Whitney Houston may have warbled that the children are our future. But they’re not great political analysts right now. The folks over at The Washington Post seem to have forgotten this particular fact, so they decided to head over to four third-grade classes around Washington D.C. to hear what the tykes have to say about the issues of the day.
Unsurprisingly, the small children thought and spoke like small children, which meant they sounded like Leftists. As the Post acknowledged, “While the students were diverse socioeconomically, they were — like the Washington region as a whole — exceedingly un-diverse when it came to politics. In the three classes where I asked how many students would have voted for Hillary Clinton, all hands went up.”
So, who cares what a bunch of eight-year-olds whose parents voted for Hillary Clinton have to say? The Post does!
They do because they get to quote cute-looking tots speaking the language of the #Resistance. Take, for instance, Mason Felice of Bellows Spring: “I’m scared now that Donald Trump’s president, because ever since he was president a lot of bad things have been happening.” Or Devonte Holland of DC Scholars: “I think that Hillary should’ve won because people are saying that Trump cheated in the election because they said he was working with Russia or ISIS or something.” Or Makalynn Dunn of DC Scholars: “I would vote for Hillary Clinton because Donald Trump doesn’t like black people and Hillary Clinton does.”
Then there are the young feminists-to-be — too young to be prodded into abortion by the Post, but young enough to mouth slogans about sexism. Emma Bower of Bellows Spring: “It made me a little bit mad that it was another boy to be the president because there hasn’t been a female president before.” Ella Schneider on sexism in sports: “It’s sort of unfair that there are two different sports, baseball and softball, for two different genders. Because they’re pretty much the same thing.” Taniyah Cristwell of DC Scholars on the biggest problem in American society: “Girls can’t pass the gas without saying excuse me, but sometimes some boys don’t have to.”
Now there’s a gas ceiling.
And then there were the kids who had been informed by their parents that America is a terrible, racist place. Ruby Fox of Georgetown Day:
I went to essentially a black neighborhood where there’s a lot of black families and people, and when I went into the neighborhood there were a lot of poor conditions, like the houses were all run-down and so were the cars, the shops weren’t that well made and everything was falling apart. And I asked my mother why does this happen, and she said because there are still racists and they’re still judging people by the color of their skin, and personally I thought that was gone when MLK died, but it’s still happening.

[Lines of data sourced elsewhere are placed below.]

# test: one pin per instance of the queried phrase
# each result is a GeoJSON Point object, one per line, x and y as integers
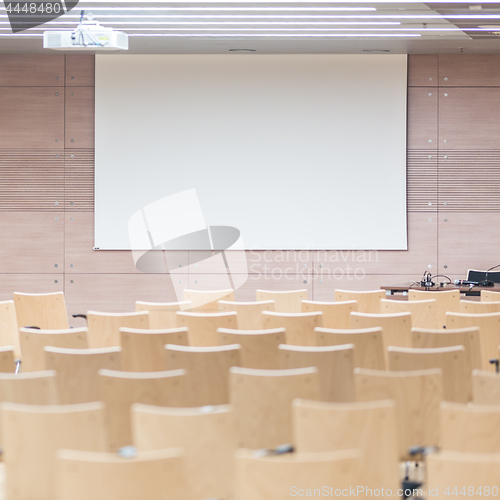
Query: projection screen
{"type": "Point", "coordinates": [293, 151]}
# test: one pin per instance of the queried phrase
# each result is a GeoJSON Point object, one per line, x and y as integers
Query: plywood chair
{"type": "Point", "coordinates": [31, 436]}
{"type": "Point", "coordinates": [489, 332]}
{"type": "Point", "coordinates": [450, 471]}
{"type": "Point", "coordinates": [153, 475]}
{"type": "Point", "coordinates": [7, 361]}
{"type": "Point", "coordinates": [367, 426]}
{"type": "Point", "coordinates": [259, 348]}
{"type": "Point", "coordinates": [469, 428]}
{"type": "Point", "coordinates": [368, 342]}
{"type": "Point", "coordinates": [35, 388]}
{"type": "Point", "coordinates": [9, 331]}
{"type": "Point", "coordinates": [289, 301]}
{"type": "Point", "coordinates": [335, 366]}
{"type": "Point", "coordinates": [417, 395]}
{"type": "Point", "coordinates": [468, 337]}
{"type": "Point", "coordinates": [207, 371]}
{"type": "Point", "coordinates": [262, 402]}
{"type": "Point", "coordinates": [104, 328]}
{"type": "Point", "coordinates": [299, 327]}
{"type": "Point", "coordinates": [280, 477]}
{"type": "Point", "coordinates": [119, 390]}
{"type": "Point", "coordinates": [33, 342]}
{"type": "Point", "coordinates": [143, 350]}
{"type": "Point", "coordinates": [162, 315]}
{"type": "Point", "coordinates": [457, 383]}
{"type": "Point", "coordinates": [485, 387]}
{"type": "Point", "coordinates": [42, 310]}
{"type": "Point", "coordinates": [207, 300]}
{"type": "Point", "coordinates": [396, 328]}
{"type": "Point", "coordinates": [335, 314]}
{"type": "Point", "coordinates": [202, 327]}
{"type": "Point", "coordinates": [77, 379]}
{"type": "Point", "coordinates": [474, 307]}
{"type": "Point", "coordinates": [368, 302]}
{"type": "Point", "coordinates": [207, 437]}
{"type": "Point", "coordinates": [249, 313]}
{"type": "Point", "coordinates": [490, 296]}
{"type": "Point", "coordinates": [423, 312]}
{"type": "Point", "coordinates": [447, 301]}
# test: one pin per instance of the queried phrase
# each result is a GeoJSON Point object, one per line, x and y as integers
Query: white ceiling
{"type": "Point", "coordinates": [282, 26]}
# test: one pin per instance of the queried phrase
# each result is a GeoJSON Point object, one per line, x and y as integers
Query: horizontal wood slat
{"type": "Point", "coordinates": [31, 180]}
{"type": "Point", "coordinates": [469, 181]}
{"type": "Point", "coordinates": [422, 180]}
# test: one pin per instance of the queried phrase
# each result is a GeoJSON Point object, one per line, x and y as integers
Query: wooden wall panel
{"type": "Point", "coordinates": [79, 180]}
{"type": "Point", "coordinates": [325, 286]}
{"type": "Point", "coordinates": [29, 283]}
{"type": "Point", "coordinates": [80, 70]}
{"type": "Point", "coordinates": [422, 118]}
{"type": "Point", "coordinates": [468, 240]}
{"type": "Point", "coordinates": [422, 181]}
{"type": "Point", "coordinates": [25, 70]}
{"type": "Point", "coordinates": [31, 242]}
{"type": "Point", "coordinates": [464, 70]}
{"type": "Point", "coordinates": [31, 180]}
{"type": "Point", "coordinates": [469, 181]}
{"type": "Point", "coordinates": [423, 70]}
{"type": "Point", "coordinates": [469, 118]}
{"type": "Point", "coordinates": [79, 117]}
{"type": "Point", "coordinates": [114, 292]}
{"type": "Point", "coordinates": [32, 118]}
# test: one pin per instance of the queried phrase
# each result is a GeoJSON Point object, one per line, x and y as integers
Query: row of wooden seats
{"type": "Point", "coordinates": [379, 429]}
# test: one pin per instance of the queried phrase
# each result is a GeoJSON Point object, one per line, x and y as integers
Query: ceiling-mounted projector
{"type": "Point", "coordinates": [89, 35]}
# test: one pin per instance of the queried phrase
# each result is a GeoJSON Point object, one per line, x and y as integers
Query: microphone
{"type": "Point", "coordinates": [486, 282]}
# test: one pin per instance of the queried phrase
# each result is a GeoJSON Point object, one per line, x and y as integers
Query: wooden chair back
{"type": "Point", "coordinates": [368, 301]}
{"type": "Point", "coordinates": [9, 330]}
{"type": "Point", "coordinates": [417, 395]}
{"type": "Point", "coordinates": [34, 341]}
{"type": "Point", "coordinates": [207, 371]}
{"type": "Point", "coordinates": [207, 300]}
{"type": "Point", "coordinates": [202, 327]}
{"type": "Point", "coordinates": [31, 437]}
{"type": "Point", "coordinates": [259, 348]}
{"type": "Point", "coordinates": [367, 426]}
{"type": "Point", "coordinates": [368, 342]}
{"type": "Point", "coordinates": [447, 301]}
{"type": "Point", "coordinates": [281, 476]}
{"type": "Point", "coordinates": [485, 387]}
{"type": "Point", "coordinates": [249, 313]}
{"type": "Point", "coordinates": [77, 371]}
{"type": "Point", "coordinates": [262, 402]}
{"type": "Point", "coordinates": [424, 313]}
{"type": "Point", "coordinates": [457, 382]}
{"type": "Point", "coordinates": [144, 350]}
{"type": "Point", "coordinates": [104, 328]}
{"type": "Point", "coordinates": [299, 327]}
{"type": "Point", "coordinates": [162, 316]}
{"type": "Point", "coordinates": [468, 337]}
{"type": "Point", "coordinates": [489, 332]}
{"type": "Point", "coordinates": [335, 366]}
{"type": "Point", "coordinates": [469, 428]}
{"type": "Point", "coordinates": [158, 474]}
{"type": "Point", "coordinates": [289, 301]}
{"type": "Point", "coordinates": [336, 315]}
{"type": "Point", "coordinates": [207, 437]}
{"type": "Point", "coordinates": [119, 390]}
{"type": "Point", "coordinates": [43, 310]}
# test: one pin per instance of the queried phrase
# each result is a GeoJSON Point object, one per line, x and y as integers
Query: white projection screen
{"type": "Point", "coordinates": [294, 151]}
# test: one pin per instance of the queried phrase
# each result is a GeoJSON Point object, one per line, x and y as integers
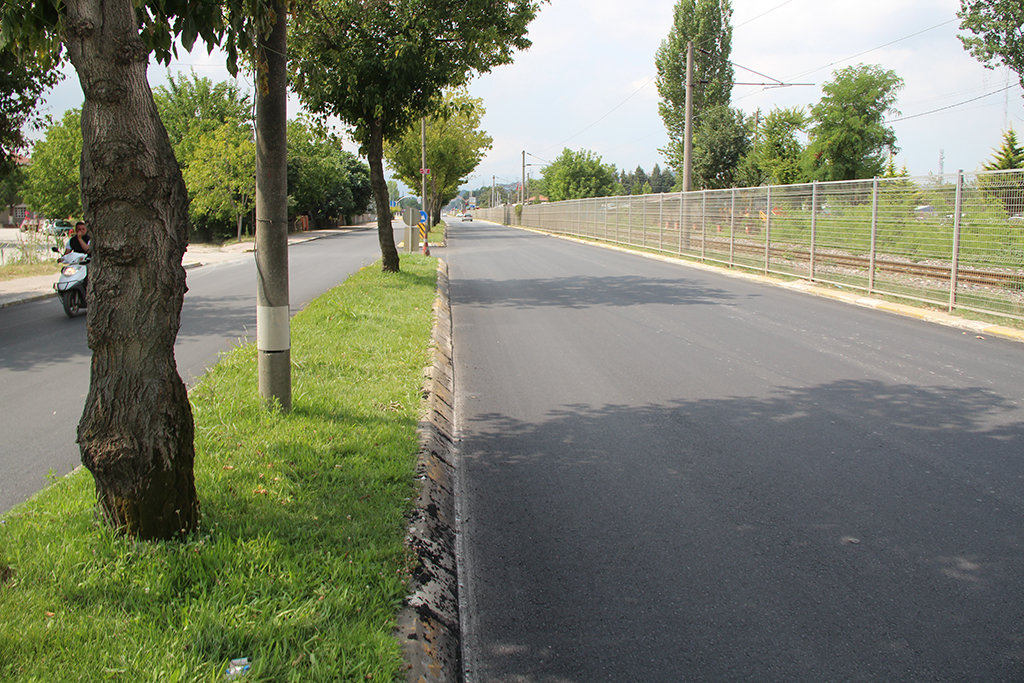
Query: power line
{"type": "Point", "coordinates": [943, 109]}
{"type": "Point", "coordinates": [762, 14]}
{"type": "Point", "coordinates": [602, 118]}
{"type": "Point", "coordinates": [893, 42]}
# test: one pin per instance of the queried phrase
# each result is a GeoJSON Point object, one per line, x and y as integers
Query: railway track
{"type": "Point", "coordinates": [888, 265]}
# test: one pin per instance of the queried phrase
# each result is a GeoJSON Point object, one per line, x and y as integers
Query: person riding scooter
{"type": "Point", "coordinates": [73, 285]}
{"type": "Point", "coordinates": [80, 240]}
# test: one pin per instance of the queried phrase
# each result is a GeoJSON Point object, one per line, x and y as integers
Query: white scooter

Jamari Fears of DC Scholars: “I don’t think it’s fair because ... white people have more power than black people.”
Several of the kids expressed that they would “end slavery” if they were president. They are apparently unaware that slavery was ended some 154 years ago. Well done, teachers.
And here’s Kristian Wiley on police brutality: “I saw this movie, and on it was a kid that was running and then he had to call his mama, and then a white man shot him for no reason because he was just running, running. Then his mother was crying.”
The kids were Bernie Sanders socialists as well — because, after all, they’re children. Sanders is old enough to know better, but these kids aren’t. Here’s Ranaia Robinson of Robert R. Gray: “I think all people should have a house, money, food, a job and somewhere to sleep. Because it’s not fair!”
And virtually all the kids are climatologists, it turns out. Cary Stenberg of Georgetown Day has a degree in astrophysics, apparently: “The fact that animals are dying because of climate change, it’s bad.”
There’s only one kid who gets it: Daisha Austin from Bellows Spring. Young Daisha is sick enough of this rigmarole to go libertarian: “It’s not that big of a deal who’s president to me because I don’t really care about the president that much and I think that we don’t need a president. I think that we should be free.”
All of this makes a strong case for the impact of teachers and entertainment in socializing kids to particular political beliefs. It does not make a strong case for why the Post would dedicate pages of reporting to the beliefs of children who should be taught, not interviewed.